Lawyer-based network dramedies get a lot more respect than cheesy science-fiction, and this time Shatner has landed a couple of Emmys for his performance. Actual Supporting Actor awards, not just group trophies for existing on a popular show. Good.
I have to say, though, it is interesting to watch Alan and Denny's intersecting character arcs, knowing how they end up in the finale. I'm given to understand that there was no particular overarching plan for the show, so much as they just wrote fun things and kept track of continuity, yet the groundwork for the ending they get starts going down as early as season two.

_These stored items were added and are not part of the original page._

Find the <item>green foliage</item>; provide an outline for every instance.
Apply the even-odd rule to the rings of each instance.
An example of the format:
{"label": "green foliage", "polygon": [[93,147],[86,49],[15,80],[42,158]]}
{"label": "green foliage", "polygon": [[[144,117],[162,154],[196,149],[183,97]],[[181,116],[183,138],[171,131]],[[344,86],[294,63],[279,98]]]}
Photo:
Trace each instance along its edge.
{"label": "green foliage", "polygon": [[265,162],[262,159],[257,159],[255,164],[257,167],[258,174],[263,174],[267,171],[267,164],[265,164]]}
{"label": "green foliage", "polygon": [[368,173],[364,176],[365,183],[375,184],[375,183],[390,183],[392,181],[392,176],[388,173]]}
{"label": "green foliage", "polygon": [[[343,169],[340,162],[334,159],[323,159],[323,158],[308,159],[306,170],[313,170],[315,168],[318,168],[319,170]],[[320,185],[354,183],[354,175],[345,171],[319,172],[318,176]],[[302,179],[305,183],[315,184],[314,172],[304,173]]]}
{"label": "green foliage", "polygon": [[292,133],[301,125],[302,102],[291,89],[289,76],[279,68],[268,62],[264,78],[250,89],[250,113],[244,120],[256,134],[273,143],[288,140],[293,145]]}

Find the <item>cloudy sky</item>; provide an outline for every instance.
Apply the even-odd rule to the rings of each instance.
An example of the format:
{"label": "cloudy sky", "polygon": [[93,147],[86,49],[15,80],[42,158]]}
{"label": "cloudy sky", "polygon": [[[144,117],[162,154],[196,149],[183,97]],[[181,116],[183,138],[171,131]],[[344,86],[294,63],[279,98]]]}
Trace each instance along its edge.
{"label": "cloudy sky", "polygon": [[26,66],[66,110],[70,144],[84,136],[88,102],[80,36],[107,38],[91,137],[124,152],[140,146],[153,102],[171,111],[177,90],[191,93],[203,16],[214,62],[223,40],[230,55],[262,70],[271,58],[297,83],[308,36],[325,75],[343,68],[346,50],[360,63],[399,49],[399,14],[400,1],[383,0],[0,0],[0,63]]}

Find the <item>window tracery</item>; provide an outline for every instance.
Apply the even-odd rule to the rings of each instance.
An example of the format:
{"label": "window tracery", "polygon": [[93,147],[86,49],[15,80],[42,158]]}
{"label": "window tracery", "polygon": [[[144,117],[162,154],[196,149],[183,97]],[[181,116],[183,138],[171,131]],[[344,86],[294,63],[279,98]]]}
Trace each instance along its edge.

The two characters start leaning heavily on the fourth wall near the end of the season, including making a lot of public cracks about how their relationship looks. But they say a lot of those same things in private, and in private they're not jokes. Wryly-phrased, but serious. Spader's delivery of the phrase, "Just the same," is surprisingly kindly and poignant. I rather wonder if it started as a running joke in the writers' room, and just kept snowballing until it made a terrifying amount of sense.